Изменить размер шрифта - +

— Метеорологи на завтра тоже обещают пургу, — оживился он. — Я зайду за вами завтра вечерком, хорошо?

Она колебалась. Она не терпела тех, кто ухаживал за нею. Но этот человек, похоже, и не собирался ухаживать. За весь вечер он не сказал ей ни одного комплимента, ни разу с восхищением на нее не посмотрел. Кроме того, он не закончил рассказа, а рассказ об их поисках, неудачах и успехах, в самом деле, был интересен.

— Ладно, приходите, — согласилась она, про себя удивляясь своей неожиданной уступчивости.

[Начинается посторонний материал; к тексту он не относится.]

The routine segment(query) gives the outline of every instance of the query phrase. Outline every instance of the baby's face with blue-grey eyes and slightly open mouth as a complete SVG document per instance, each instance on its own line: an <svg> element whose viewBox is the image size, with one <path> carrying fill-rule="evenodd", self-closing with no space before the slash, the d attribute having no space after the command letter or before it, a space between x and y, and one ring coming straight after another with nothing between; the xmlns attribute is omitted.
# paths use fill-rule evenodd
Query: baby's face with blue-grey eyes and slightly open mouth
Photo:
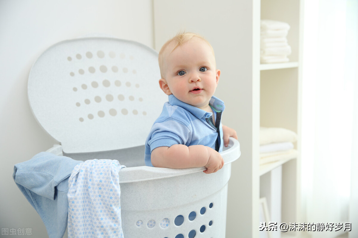
<svg viewBox="0 0 358 238"><path fill-rule="evenodd" d="M204 109L214 95L220 70L216 69L211 47L203 40L195 39L178 46L166 55L164 79L169 86L167 95Z"/></svg>

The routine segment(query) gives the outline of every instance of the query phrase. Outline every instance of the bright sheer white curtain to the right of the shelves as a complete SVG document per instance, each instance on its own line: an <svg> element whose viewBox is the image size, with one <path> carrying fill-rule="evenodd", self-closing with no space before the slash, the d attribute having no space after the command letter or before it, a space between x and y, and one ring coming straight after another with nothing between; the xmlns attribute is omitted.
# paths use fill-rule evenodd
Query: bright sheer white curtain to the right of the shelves
<svg viewBox="0 0 358 238"><path fill-rule="evenodd" d="M345 223L358 237L358 182L351 176L358 171L357 14L358 0L305 1L303 215L306 223L343 223L339 231L310 232L312 238L336 237Z"/></svg>

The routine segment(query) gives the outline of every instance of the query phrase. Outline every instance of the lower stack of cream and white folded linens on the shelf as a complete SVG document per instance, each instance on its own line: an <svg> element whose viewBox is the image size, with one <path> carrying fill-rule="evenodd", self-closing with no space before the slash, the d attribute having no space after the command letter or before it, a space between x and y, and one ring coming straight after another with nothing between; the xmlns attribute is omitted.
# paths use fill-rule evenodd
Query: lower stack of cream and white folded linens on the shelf
<svg viewBox="0 0 358 238"><path fill-rule="evenodd" d="M260 127L260 165L297 157L297 134L285 128Z"/></svg>

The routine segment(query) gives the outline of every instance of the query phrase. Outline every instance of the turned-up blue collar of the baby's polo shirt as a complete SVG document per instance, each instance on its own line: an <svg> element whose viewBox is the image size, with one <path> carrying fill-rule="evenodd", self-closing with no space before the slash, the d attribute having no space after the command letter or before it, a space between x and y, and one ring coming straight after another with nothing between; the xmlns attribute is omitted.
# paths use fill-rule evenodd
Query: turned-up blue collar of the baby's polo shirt
<svg viewBox="0 0 358 238"><path fill-rule="evenodd" d="M184 103L183 101L180 101L173 94L170 94L168 96L168 98L169 98L170 105L172 105L172 106L180 106L181 108L184 108L185 110L187 110L190 113L192 113L197 118L202 118L203 116L205 116L205 114L208 113L207 111L204 111L204 110L202 110L200 108L197 108L197 107L192 106L190 104ZM218 99L215 96L211 97L211 99L209 101L209 105L216 112L221 112L225 108L224 102L222 100Z"/></svg>

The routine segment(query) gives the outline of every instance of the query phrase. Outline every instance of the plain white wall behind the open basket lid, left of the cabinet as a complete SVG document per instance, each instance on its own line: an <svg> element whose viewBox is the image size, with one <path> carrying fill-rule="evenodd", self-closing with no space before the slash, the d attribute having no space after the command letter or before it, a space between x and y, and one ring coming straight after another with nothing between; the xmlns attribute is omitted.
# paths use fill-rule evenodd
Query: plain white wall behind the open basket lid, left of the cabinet
<svg viewBox="0 0 358 238"><path fill-rule="evenodd" d="M12 179L14 164L56 143L32 115L27 78L34 61L49 46L89 33L153 47L152 1L0 0L1 228L32 228L33 237L47 237L39 215Z"/></svg>

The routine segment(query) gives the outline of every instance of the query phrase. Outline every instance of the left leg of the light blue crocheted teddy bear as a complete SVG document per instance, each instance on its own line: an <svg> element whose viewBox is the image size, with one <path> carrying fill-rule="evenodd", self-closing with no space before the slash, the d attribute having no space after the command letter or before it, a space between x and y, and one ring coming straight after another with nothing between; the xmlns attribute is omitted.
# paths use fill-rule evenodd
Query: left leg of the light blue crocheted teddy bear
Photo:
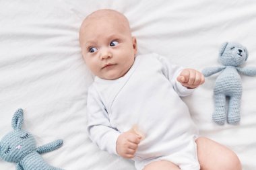
<svg viewBox="0 0 256 170"><path fill-rule="evenodd" d="M226 120L226 96L224 94L216 94L215 96L215 112L212 114L212 120L216 124L224 124Z"/></svg>

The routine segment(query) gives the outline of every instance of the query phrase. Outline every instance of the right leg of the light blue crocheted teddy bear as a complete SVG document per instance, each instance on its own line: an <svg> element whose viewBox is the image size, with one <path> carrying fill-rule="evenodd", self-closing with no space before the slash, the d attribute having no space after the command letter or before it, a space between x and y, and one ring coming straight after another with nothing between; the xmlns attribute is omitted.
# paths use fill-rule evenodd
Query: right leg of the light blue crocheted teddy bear
<svg viewBox="0 0 256 170"><path fill-rule="evenodd" d="M238 124L240 122L240 104L241 96L232 96L230 97L228 105L228 123L229 124Z"/></svg>

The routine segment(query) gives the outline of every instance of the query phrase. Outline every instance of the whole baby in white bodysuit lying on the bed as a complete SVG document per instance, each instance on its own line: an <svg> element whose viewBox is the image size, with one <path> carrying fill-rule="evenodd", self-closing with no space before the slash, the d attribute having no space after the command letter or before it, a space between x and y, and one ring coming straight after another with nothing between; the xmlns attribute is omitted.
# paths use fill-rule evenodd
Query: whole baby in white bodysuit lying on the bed
<svg viewBox="0 0 256 170"><path fill-rule="evenodd" d="M96 75L88 90L88 135L136 169L241 170L225 146L199 137L181 96L204 83L158 54L137 54L127 18L101 9L84 19L82 54ZM135 125L135 126L134 126Z"/></svg>

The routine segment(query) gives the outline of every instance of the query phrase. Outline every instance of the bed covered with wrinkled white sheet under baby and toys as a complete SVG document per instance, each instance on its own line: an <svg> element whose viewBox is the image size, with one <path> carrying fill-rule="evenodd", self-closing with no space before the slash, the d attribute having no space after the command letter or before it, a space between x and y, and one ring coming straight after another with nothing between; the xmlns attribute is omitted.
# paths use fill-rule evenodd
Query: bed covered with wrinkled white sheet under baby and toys
<svg viewBox="0 0 256 170"><path fill-rule="evenodd" d="M64 140L61 148L42 155L49 164L67 170L135 169L133 161L100 151L86 132L86 97L94 76L82 58L78 31L86 15L104 8L127 16L139 54L156 52L201 71L220 65L220 45L234 41L249 50L245 66L256 67L253 0L1 1L0 138L11 130L15 110L23 108L23 128L38 146ZM217 76L183 100L202 136L231 148L243 170L255 170L256 77L242 75L241 123L218 126L212 122ZM15 165L0 160L0 169Z"/></svg>

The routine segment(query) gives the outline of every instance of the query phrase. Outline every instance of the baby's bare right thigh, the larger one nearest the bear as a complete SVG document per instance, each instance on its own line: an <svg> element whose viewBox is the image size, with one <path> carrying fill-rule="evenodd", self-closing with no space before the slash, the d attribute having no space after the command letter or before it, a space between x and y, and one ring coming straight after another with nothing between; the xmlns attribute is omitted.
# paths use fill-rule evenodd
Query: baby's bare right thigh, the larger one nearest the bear
<svg viewBox="0 0 256 170"><path fill-rule="evenodd" d="M196 140L201 170L241 170L241 162L229 148L208 138Z"/></svg>

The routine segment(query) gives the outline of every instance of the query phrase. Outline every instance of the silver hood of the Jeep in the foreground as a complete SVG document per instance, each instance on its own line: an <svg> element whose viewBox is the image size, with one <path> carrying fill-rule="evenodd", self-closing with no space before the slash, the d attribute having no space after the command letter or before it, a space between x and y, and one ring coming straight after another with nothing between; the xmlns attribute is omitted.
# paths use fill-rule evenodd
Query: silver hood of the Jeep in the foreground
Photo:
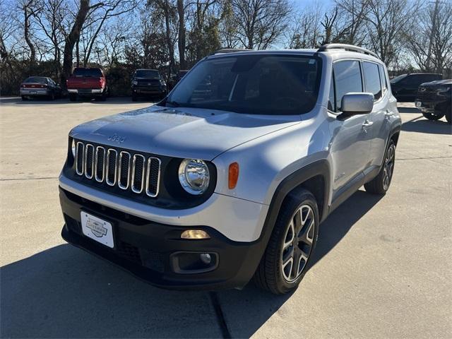
<svg viewBox="0 0 452 339"><path fill-rule="evenodd" d="M299 123L299 116L152 106L81 124L70 135L156 155L212 160L234 146Z"/></svg>

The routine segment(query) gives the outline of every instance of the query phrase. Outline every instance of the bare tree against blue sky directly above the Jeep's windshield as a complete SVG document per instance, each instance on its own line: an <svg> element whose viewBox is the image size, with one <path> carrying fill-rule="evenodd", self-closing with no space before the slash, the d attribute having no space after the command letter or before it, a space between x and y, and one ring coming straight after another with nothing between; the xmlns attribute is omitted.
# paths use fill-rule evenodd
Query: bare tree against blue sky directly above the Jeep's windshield
<svg viewBox="0 0 452 339"><path fill-rule="evenodd" d="M237 38L249 49L266 49L287 28L287 0L232 0Z"/></svg>

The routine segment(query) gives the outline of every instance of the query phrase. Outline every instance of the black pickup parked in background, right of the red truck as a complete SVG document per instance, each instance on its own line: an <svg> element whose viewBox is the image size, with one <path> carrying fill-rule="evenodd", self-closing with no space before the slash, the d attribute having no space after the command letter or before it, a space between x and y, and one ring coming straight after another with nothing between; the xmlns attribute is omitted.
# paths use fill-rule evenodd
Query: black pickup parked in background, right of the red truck
<svg viewBox="0 0 452 339"><path fill-rule="evenodd" d="M132 78L132 100L138 97L165 97L167 84L156 69L137 69Z"/></svg>

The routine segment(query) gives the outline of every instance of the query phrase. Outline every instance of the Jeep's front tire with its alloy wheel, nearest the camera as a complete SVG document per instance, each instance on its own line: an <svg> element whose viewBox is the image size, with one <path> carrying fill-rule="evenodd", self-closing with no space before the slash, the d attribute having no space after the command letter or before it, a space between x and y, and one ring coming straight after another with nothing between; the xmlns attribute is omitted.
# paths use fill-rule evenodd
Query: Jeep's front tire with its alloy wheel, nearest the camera
<svg viewBox="0 0 452 339"><path fill-rule="evenodd" d="M302 235L295 237L297 233ZM254 283L275 295L295 290L307 272L318 234L316 198L306 189L292 191L280 209L266 251L254 273ZM294 261L298 261L298 266Z"/></svg>

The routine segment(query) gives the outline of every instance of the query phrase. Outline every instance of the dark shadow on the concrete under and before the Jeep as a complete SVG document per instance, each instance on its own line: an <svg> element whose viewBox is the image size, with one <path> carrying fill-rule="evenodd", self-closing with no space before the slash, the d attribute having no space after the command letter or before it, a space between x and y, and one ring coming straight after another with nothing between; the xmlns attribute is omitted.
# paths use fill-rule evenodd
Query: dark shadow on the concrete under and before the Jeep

Киреев возвращался по пройденной дороге, ветер наваливался на него сзади, гнал в сугробы, пытался оледенить, но попусту терял свою мощность. Киреев, отталкиваясь от него спиной, двигался медленно, словно на прогулке. Он дышал всей грудью, даже отвернул кашне, чтоб хватало воздуха. Кровь легко обегала его тело. Ему казалось, что еще никогда не было такой удивительно бодрящей и приятной погоды. Он подошел к своему дому и прошел мимо. Ему не хотелось возвращаться в душную комнату. Сердце его требовало простора. Он шел и смеялся про себя и растроганно вспоминал, как внимательно она слушала все его объяснения.

И, вероятно, на многие сотни километров к югу и к северу, востоку и западу он был единственным человеком, который гулял в эту сумасбродную, полную снега и грохота и крепкого, как диабаз, мороза ночную бурю.

 

21

 

Непомнящий сам пошутил, когда стал разговаривать: «Кто предназначен для веревки, того не возьмет нож». Он выздоравливал медленно. Уже через три дня после операции Никаноров твердо ответил Назарову: «Будет жить!» Все же он был очень слаб, и к нему никого не пускали. Он пожаловался в записке, пересланной Мартыну: «Меня со всех сторон сдавила блокада, никто пока сквозь нее не просочился».

Первый прорвал кольцо этой блокады его приятель Яков Бетту. Во второй половине января он с Наем Тэниседо и Семеном Гиндипте выпросил у Лидии Семеновны три дня отпуска для охоты и, торжественно провожаемый всеми нганасанами и другими ребятами из общежития, выехал на четверке рослых оленей в горы. Най и Семен шли сзади на лыжах. Пропадали они целую неделю, но явились, нагруженные богатой добычей — охота, точно, была великолепной.

Никанорову доложили, что три закутанных в меха парня требуют свидания с Непомнящим. Он коротко распорядился: «Не пускать!» К нему опять пришли — приехавшие парни настаивают, чтобы больному были переданы их подарки. Возмущенный, он спустился вниз, чтоб самолично прогнать нахалов, и ахнул. Весь пол приемного покоя был завален трофеями удачной охоты: тут было штук двадцать куропаток, пудовая нельма, зайцы и меха — волк, три песца, серебряная лиса, несколько горностаев. Изумленный, Никаноров, не обращая внимания на меха, смотрел на куропаток и нельму.

— И это все в подарок Непомнящему? — осведомился врач.

— Все Иге! Все Иге! — согласно закричали три охотника.

— Слишком жирно для одного! — решил Никаноров. — У меня полтора месяца вся больница сидит на супе из консервов. Тут из одной только нельмы можно сварить уху на все палаты, а куропаток хватит на неделю бульонов. Василий Иванович, — обратился он к санитару, — тащите все это скорее на склад и передайте повару, что утвержденное обеденное меню для больных отменяется, сегодня бульон из потрохов.

— Доктор, пусти Иге! — попросил Яков.

После удачной реквизиции Никаноров смягчился. Он сделал вид, что не видит, как одетые в халаты гости потащили наверх все свои меха. Ничего он не сказал, когда весь второй этаж наполнился шумом, визгом и хохотом — только прошелся по коридору, заглядывая в открытые двери палат. Непомнящий, увидев врача, сам восстановил тишину, отныне беседа шла в приглушенном тоне.